LOS ANGELES (Reuters) - Songwriter Ellie Greenwich, who helped shape pop music in the 1960s with such memorable tunes as “Chapel of Love” and “Da Doo Ron Ron,” died of a heart attack at a New York hospital on Wednesday, her manager said. She was 68.
The Brooklyn-born writer joined forces with producer Phil Spector and her then-husband Jeff Barry to compose elaborately crafted “Wall of Sound” tunes for the likes of the Crystals and the Ronettes, just as the Beatles were about to lead a shift away from outside songwriters.
Working out of New York’s famed Brill Building, a haven for singer/songwriters, she also shepherded a young performer named Neil Diamond, producing his early hits “Cherry, Cherry” and “Kentucky Woman.”
All told, Greenwich’s songs sold tens of millions of copies, and yielded 25 gold and platinum records, according to the Songwriters Hall of Fame, into which she was inducted in 1991.
During 1963 alone, a year after she graduated university with an English degree, the trio hit the top-10 list with such tunes as the Crystals’ “Da Doo Ron Ron” and “Then He Kissed Me,” and the Ronettes’ “Be My Baby.” The following year, they hit No. 1 with the Dixie Cups’ “Chapel of Love.”

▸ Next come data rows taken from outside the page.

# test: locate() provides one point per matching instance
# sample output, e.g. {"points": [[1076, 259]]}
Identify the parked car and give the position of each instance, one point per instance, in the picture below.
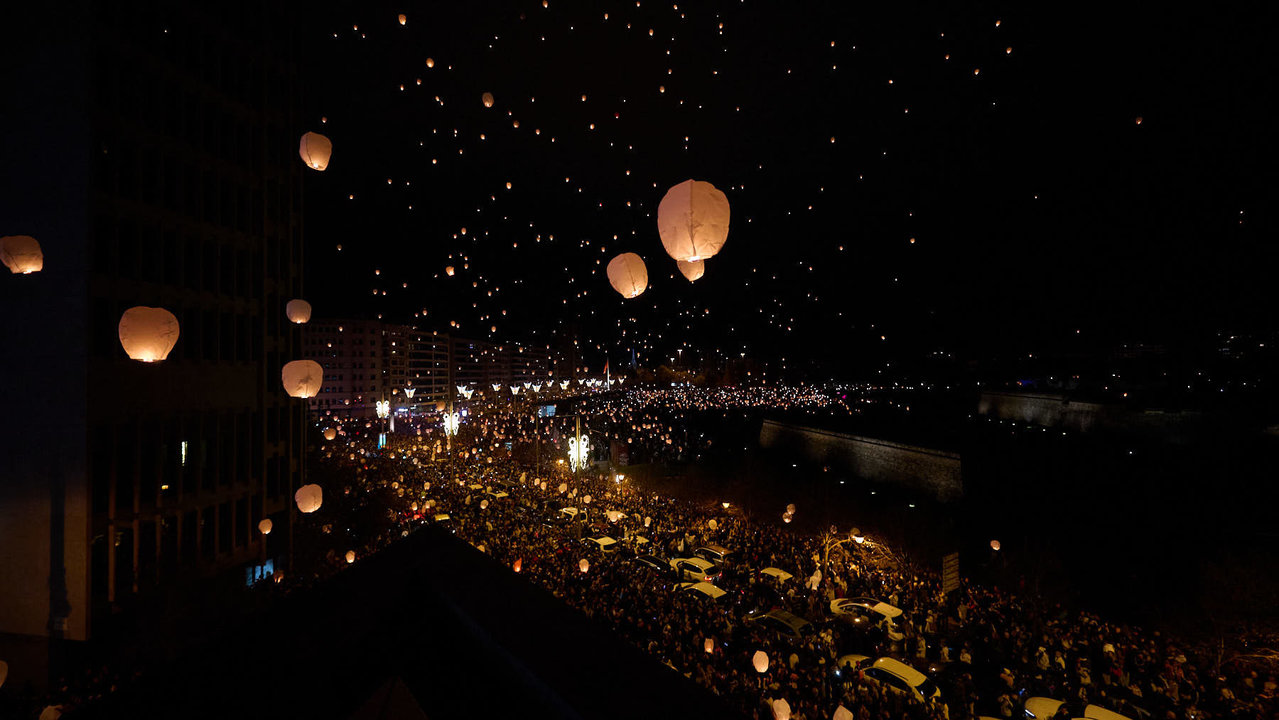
{"points": [[695, 569], [713, 553], [893, 674], [869, 613], [601, 542], [784, 623], [702, 588]]}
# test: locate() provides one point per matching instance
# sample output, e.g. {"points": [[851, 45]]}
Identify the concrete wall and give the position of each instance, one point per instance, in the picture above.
{"points": [[935, 472]]}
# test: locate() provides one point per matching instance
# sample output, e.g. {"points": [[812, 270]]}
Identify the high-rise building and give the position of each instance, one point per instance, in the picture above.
{"points": [[154, 155], [354, 356]]}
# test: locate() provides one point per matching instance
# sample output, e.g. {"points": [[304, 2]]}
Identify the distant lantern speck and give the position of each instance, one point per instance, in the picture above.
{"points": [[298, 311]]}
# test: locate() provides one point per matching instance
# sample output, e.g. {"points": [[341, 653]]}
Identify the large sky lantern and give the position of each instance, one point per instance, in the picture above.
{"points": [[692, 220], [760, 660], [692, 270], [308, 498], [315, 150], [302, 379], [22, 255], [628, 275], [298, 311], [149, 334]]}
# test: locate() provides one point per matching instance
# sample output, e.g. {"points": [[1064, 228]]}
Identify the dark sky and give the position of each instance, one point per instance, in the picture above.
{"points": [[1003, 137]]}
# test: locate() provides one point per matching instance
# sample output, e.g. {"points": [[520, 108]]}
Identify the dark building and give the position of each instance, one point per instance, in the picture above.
{"points": [[151, 148]]}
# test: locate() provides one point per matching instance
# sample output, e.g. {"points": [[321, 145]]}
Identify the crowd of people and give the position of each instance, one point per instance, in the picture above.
{"points": [[988, 650]]}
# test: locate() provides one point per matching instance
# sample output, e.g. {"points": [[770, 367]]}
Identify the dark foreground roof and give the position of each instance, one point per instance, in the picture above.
{"points": [[427, 628]]}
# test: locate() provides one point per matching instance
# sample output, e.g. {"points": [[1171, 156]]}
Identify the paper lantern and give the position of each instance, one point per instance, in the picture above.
{"points": [[302, 379], [760, 660], [298, 311], [149, 333], [691, 270], [692, 220], [315, 151], [308, 498], [628, 275], [21, 255]]}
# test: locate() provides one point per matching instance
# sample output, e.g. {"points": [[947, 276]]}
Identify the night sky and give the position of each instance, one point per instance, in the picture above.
{"points": [[906, 179]]}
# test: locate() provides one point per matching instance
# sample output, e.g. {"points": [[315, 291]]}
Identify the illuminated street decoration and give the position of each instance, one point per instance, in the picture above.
{"points": [[578, 452], [450, 423]]}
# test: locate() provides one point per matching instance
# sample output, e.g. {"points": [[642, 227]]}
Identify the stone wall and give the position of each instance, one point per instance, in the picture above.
{"points": [[1060, 411], [925, 469]]}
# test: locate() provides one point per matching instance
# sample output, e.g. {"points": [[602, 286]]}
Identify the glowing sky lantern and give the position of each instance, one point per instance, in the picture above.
{"points": [[692, 220], [298, 311], [149, 334], [628, 275], [760, 660], [308, 498], [302, 379], [22, 255], [691, 270], [315, 150]]}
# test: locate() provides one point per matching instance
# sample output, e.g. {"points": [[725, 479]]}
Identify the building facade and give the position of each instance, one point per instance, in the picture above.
{"points": [[154, 155]]}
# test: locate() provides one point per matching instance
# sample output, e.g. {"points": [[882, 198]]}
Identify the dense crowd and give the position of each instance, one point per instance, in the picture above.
{"points": [[988, 650]]}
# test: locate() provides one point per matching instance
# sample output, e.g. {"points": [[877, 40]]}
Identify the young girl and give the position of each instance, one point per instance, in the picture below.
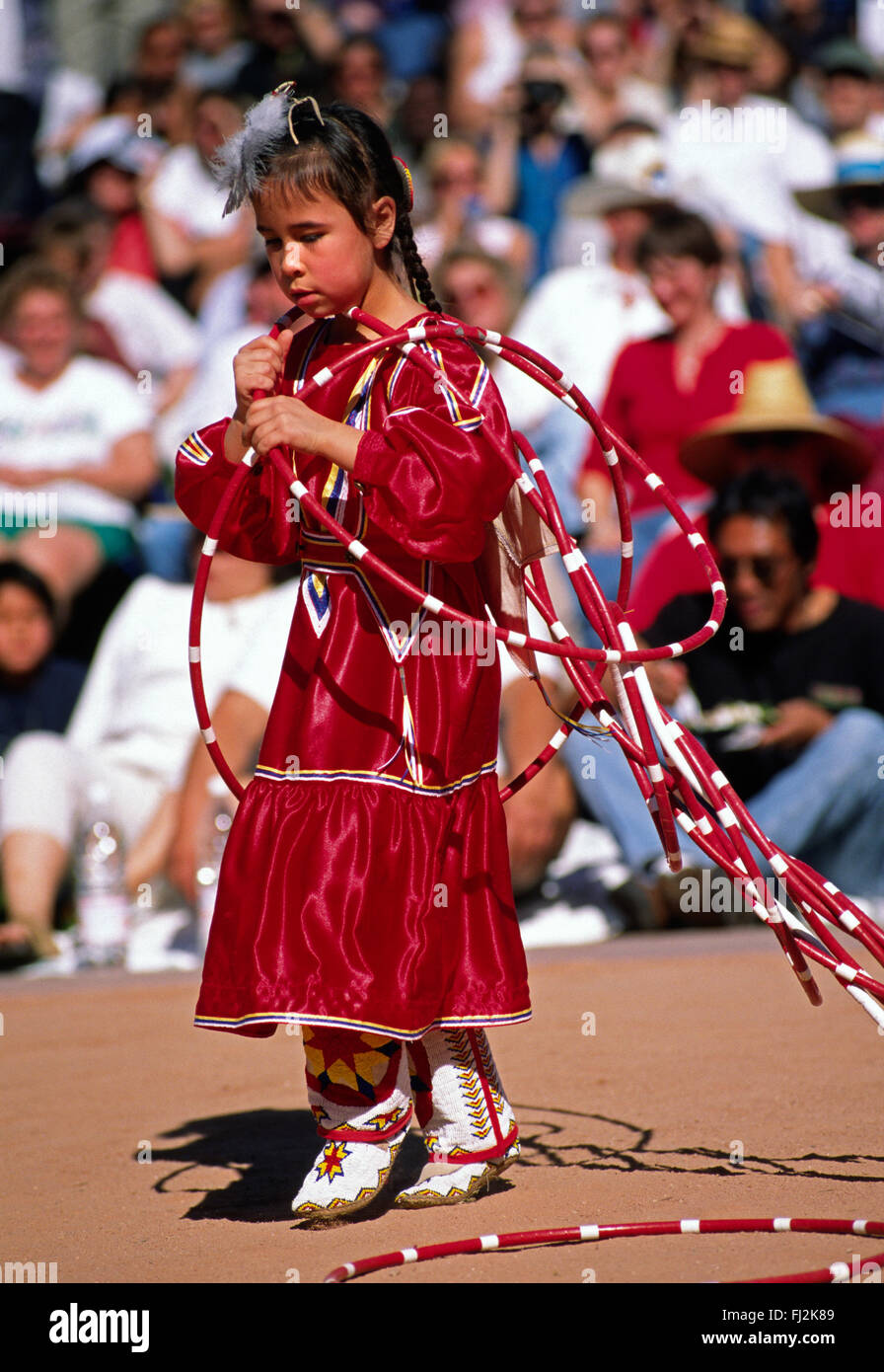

Their 1966 collaboration for Ike and Tina Turner, “River Deep, Mountain High” was a relative sales disappointment in the United States, but reached No. 3 on the U.K. charts. Barry and Greenwich also ended their four-year marriage that year.
Greenwich helped create the play “Leader of the Pack,” a show about her own life in the music industry that had a run on Broadway in 1985.
In addition to Barry, she is survived by her sister, Laura Weiner and brother-in-law Bob Weiner, who was also her manager.